[R] 95% confidence intercal with glm

Ben Bolker bbolker at gmail.com
Wed Sep 29 18:30:51 CEST 2010


  [I'm a little confused: are you "Sam Smith" or "Chris Mcowen" ... ?]

  This is admittedly a bit confusing, but the best scale on which to
compute standard errors is the link scale.
   It turns out (I hadn't realized this) that predict.glm does give
you not-crazy answers when you ask for
se.fit=TRUE on the response scale, in which case you can (a)  just
take +/- 1.96 SE around the response-scale fit and be done.
However, these are less accurate than doing what I suggested ((b)
computing fit +/- 1.96 SE on the link scale and
inverse-link-transforming).  Among other things, method "a" produces
confidence intervals that are exactly symmetric (generally
not true) and that are not necessarily bounded within the appropriate
range -- for example, the lower 95% CI bound for females
in the example below is slightly < 0 ...

## extended example from ?predict.glm
require(graphics)

## example from Venables and Ripley (2002, pp. 190-2.)
ldose <- rep(0:5, 2)
numdead <- c(1, 4, 9, 13, 18, 20, 0, 2, 6, 10, 12, 16)
sex <- factor(rep(c("M", "F"), c(6, 6)))
SF <- cbind(numdead, numalive=20-numdead)
budworm.lg <- glm(SF ~ sex*ldose, family=binomial)
summary(budworm.lg)

ci.scale <- 1.96
plot(c(1,32), c(0,1), type = "n", xlab = "dose",
     ylab = "prob", log = "x", las=1, bty="l")
text(2^ldose, numdead/20, as.character(sex), col=c("red","black")[sex])
ld <- seq(0, 5, 0.1)
pM <- predict(budworm.lg,
              data.frame(ldose=ld,
                         sex=factor(rep("M", length(ld)),
                           levels=levels(sex))),
              type = "response",se.fit=TRUE)
lines(2^ld, pM$fit )
matlines(2^ld,pM$fit+outer(pM$se.fit,ci.scale*c(-1,1)),lty=2,col=1)
pF <- predict(budworm.lg,
              data.frame(ldose=ld,
                         sex=factor(rep("F", length(ld)),
                           levels=levels(sex))),
              type = "response",se.fit=TRUE)
lines(2^ld, pF$fit,col=2)
matlines(2^ld,pF$fit+outer(pF$se.fit,ci.scale*c(-1,1)),lty=2,col=2)
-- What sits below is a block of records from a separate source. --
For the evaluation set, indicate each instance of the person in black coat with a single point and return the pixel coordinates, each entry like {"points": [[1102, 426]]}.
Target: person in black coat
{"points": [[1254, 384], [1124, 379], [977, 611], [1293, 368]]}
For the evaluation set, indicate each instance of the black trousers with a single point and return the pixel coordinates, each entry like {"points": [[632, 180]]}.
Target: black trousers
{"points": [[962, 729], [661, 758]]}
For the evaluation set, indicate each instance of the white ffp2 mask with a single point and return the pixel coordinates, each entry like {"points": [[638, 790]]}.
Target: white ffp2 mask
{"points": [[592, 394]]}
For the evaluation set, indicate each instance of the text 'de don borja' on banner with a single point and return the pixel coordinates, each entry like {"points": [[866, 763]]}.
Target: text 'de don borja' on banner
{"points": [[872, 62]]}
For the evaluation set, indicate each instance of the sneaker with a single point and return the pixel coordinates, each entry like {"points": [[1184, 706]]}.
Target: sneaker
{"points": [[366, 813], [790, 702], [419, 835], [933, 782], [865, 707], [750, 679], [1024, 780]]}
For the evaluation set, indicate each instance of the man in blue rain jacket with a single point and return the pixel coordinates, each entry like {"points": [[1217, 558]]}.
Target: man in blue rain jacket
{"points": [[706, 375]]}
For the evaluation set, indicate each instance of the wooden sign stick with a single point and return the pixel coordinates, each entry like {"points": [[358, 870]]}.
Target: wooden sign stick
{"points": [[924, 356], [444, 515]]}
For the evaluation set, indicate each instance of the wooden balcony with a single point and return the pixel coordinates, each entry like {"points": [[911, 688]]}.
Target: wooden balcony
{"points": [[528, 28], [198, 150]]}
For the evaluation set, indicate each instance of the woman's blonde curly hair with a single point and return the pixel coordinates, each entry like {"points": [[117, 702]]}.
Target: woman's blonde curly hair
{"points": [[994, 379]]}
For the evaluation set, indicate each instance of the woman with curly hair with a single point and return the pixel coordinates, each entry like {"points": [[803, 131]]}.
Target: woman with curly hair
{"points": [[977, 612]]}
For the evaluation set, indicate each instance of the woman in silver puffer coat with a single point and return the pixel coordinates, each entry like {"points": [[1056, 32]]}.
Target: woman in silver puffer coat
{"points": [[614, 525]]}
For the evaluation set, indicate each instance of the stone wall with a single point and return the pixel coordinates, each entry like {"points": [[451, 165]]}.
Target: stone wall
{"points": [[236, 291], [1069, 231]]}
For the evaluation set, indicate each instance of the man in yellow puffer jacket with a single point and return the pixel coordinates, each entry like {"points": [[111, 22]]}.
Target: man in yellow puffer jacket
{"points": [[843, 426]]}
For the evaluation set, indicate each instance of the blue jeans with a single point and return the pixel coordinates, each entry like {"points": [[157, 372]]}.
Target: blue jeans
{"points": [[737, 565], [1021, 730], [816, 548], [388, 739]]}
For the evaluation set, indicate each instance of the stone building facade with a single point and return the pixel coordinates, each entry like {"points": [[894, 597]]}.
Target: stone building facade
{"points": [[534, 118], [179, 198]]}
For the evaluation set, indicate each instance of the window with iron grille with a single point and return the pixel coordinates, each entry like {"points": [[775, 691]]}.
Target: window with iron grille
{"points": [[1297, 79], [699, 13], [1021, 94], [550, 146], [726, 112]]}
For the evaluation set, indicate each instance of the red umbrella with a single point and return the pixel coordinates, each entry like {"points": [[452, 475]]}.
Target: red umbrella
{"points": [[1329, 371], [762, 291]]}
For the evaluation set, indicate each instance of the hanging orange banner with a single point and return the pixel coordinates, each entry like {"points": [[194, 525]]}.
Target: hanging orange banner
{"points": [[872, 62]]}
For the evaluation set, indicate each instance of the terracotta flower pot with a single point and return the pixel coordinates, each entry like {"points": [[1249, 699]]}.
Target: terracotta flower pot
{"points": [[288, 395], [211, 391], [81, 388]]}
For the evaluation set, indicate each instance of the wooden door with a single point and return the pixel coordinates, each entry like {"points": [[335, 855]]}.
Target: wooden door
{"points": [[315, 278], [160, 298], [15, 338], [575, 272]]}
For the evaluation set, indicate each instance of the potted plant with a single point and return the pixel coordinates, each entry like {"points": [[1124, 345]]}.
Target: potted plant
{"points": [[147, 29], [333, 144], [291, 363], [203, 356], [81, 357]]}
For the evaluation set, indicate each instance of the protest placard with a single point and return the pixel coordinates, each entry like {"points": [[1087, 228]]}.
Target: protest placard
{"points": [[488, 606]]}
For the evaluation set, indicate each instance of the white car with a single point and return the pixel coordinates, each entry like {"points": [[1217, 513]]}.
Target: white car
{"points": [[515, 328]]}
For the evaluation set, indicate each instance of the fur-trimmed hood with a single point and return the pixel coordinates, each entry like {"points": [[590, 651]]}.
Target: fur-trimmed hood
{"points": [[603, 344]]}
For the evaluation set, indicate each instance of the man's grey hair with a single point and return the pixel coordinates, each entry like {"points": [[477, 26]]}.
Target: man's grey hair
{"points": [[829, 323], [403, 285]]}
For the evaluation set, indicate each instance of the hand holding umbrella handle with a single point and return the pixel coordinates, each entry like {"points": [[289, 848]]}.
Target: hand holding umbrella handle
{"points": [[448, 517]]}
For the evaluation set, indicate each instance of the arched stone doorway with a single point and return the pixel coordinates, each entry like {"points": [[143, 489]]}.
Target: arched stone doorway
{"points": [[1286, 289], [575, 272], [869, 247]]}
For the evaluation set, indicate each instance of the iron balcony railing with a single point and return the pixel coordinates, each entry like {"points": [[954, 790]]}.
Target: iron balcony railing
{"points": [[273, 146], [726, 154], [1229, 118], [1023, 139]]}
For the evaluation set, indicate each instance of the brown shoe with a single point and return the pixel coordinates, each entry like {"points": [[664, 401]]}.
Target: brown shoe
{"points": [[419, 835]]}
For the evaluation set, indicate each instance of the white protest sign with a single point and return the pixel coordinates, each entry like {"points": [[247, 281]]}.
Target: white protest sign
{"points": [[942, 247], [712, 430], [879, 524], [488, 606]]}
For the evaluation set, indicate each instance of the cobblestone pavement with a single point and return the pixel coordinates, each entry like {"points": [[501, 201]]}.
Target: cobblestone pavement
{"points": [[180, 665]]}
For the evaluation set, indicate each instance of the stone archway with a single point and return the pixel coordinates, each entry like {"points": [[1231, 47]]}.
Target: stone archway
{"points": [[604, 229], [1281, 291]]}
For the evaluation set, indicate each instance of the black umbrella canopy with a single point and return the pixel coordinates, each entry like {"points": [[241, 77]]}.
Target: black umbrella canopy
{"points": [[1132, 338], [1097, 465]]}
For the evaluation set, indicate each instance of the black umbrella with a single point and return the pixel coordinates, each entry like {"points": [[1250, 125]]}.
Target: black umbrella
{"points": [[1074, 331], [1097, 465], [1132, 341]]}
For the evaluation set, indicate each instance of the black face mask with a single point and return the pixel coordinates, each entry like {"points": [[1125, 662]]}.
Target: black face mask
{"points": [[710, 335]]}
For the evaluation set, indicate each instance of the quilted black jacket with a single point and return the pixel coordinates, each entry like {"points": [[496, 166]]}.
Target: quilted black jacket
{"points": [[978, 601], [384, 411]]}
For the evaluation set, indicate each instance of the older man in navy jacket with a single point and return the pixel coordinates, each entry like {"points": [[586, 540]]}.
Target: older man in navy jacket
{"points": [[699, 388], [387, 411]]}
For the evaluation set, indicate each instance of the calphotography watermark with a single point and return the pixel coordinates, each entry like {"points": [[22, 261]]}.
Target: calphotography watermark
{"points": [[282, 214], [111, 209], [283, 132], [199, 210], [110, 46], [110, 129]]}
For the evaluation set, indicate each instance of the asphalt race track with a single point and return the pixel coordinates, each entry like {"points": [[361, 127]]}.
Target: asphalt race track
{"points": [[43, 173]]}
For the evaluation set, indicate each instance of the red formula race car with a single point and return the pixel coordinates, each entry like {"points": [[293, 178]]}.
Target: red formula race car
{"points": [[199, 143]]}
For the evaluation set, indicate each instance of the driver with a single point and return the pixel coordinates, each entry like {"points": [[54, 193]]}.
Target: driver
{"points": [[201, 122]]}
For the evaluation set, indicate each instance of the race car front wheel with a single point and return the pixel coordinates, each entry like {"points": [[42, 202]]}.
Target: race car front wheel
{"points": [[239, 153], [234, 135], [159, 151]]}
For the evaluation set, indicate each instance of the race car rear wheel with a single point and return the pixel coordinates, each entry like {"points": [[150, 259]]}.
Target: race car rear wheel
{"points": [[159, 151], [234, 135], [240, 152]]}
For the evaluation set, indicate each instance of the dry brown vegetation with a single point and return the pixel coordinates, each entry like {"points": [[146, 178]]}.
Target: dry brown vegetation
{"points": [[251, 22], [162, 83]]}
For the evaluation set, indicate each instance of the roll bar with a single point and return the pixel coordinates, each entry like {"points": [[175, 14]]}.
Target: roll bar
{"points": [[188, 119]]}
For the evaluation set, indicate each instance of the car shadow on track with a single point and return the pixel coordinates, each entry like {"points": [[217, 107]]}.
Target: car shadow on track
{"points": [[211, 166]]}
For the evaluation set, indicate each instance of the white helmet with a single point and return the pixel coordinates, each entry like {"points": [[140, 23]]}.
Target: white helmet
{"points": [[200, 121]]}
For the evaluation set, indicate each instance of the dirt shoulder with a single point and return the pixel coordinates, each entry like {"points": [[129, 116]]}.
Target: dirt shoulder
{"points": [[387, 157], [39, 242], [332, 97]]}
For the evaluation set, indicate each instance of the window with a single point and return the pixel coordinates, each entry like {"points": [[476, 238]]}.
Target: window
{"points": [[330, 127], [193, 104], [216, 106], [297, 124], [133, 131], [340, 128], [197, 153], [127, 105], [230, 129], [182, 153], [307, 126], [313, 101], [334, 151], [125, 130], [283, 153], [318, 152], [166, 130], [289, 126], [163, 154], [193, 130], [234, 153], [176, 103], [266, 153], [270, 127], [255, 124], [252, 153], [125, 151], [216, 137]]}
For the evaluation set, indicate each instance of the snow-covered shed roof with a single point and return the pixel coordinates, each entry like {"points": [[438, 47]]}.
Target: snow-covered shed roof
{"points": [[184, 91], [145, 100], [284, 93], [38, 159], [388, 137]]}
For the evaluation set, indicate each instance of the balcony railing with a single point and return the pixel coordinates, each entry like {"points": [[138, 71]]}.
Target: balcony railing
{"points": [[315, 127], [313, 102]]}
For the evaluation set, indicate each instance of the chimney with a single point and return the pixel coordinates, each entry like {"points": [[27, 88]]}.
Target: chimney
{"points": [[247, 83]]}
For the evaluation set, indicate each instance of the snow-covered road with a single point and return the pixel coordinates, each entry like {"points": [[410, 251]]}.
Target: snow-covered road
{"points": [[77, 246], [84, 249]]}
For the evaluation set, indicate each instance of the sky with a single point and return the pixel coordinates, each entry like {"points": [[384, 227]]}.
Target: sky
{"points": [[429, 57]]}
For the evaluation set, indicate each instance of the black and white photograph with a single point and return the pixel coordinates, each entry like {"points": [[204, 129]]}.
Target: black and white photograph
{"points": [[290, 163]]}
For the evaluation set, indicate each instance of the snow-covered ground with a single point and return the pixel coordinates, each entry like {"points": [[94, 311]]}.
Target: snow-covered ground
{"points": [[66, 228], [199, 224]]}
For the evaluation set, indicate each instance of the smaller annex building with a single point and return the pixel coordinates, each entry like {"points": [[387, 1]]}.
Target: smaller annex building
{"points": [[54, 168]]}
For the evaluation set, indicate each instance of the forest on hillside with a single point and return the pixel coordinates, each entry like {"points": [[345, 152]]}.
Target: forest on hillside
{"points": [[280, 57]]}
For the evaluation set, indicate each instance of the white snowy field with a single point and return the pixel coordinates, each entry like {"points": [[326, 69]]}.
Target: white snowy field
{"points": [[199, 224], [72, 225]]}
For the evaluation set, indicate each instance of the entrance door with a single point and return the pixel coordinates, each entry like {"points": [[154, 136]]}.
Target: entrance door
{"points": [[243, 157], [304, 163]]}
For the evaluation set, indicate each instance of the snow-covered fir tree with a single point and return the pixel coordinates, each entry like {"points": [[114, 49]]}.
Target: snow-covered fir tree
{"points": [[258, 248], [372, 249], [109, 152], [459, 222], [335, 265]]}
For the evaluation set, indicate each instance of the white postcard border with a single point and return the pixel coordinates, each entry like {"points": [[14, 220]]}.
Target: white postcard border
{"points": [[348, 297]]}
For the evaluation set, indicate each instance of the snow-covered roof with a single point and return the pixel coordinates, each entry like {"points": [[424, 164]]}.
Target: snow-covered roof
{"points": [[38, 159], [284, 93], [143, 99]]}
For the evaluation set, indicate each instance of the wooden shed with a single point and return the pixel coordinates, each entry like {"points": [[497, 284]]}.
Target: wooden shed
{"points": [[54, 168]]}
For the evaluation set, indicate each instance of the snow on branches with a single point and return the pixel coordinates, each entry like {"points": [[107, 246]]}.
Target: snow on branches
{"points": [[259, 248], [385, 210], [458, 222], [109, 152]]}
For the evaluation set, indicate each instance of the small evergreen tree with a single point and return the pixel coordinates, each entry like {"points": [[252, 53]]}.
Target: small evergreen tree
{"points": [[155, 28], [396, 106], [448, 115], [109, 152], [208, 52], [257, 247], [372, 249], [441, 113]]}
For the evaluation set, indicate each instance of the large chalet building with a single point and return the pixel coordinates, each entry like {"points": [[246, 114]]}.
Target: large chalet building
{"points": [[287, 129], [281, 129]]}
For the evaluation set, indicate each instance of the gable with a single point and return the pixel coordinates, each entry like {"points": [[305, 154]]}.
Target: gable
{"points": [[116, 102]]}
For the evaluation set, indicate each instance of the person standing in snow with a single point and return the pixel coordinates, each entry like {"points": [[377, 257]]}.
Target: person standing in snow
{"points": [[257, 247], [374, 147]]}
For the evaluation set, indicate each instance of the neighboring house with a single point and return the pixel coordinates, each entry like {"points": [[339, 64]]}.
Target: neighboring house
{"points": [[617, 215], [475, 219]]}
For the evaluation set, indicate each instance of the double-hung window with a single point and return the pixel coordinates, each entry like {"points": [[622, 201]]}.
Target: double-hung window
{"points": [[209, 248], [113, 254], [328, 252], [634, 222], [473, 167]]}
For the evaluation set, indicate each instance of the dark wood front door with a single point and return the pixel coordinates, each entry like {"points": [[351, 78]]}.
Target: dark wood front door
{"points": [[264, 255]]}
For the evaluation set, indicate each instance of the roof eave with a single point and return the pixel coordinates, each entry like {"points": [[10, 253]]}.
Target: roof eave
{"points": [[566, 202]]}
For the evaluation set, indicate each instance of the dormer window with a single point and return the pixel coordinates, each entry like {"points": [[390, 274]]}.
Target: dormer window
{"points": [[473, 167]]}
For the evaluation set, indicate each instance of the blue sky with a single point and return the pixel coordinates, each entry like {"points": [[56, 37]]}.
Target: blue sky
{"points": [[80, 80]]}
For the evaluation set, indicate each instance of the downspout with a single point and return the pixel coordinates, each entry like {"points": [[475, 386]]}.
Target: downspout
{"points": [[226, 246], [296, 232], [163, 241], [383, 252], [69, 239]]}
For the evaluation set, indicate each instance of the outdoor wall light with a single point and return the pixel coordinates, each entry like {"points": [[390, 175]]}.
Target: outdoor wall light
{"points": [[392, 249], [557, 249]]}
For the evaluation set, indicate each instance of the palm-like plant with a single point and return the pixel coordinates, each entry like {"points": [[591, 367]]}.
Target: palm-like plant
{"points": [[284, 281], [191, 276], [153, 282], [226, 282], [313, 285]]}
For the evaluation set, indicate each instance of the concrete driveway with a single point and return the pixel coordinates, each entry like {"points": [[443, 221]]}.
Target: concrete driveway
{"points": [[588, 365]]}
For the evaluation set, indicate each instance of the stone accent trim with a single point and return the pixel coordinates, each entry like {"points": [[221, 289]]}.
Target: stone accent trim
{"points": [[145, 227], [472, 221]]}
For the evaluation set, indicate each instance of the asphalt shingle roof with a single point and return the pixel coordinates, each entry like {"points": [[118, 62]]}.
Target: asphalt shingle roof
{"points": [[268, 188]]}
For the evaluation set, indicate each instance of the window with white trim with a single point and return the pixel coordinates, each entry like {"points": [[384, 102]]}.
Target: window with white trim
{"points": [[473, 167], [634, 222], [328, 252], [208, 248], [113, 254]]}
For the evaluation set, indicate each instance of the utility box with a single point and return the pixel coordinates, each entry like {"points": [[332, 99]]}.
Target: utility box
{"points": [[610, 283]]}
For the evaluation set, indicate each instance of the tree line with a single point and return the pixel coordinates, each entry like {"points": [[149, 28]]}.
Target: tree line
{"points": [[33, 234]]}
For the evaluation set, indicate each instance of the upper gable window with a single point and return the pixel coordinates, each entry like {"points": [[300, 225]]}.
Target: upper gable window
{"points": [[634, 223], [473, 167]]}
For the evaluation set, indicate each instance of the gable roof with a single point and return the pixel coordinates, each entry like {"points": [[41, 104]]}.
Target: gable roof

pM_ex <- predict(budworm.lg,
              data.frame(ldose=ld,
                         sex=factor(rep("M", length(ld)),
                           levels=levels(sex))),
              type = "link",se.fit=TRUE)
with(pM_ex,
    
matlines(2^ld,plogis(fit+outer(se.fit,ci.scale*c(-1,1))),lty=3,col=1))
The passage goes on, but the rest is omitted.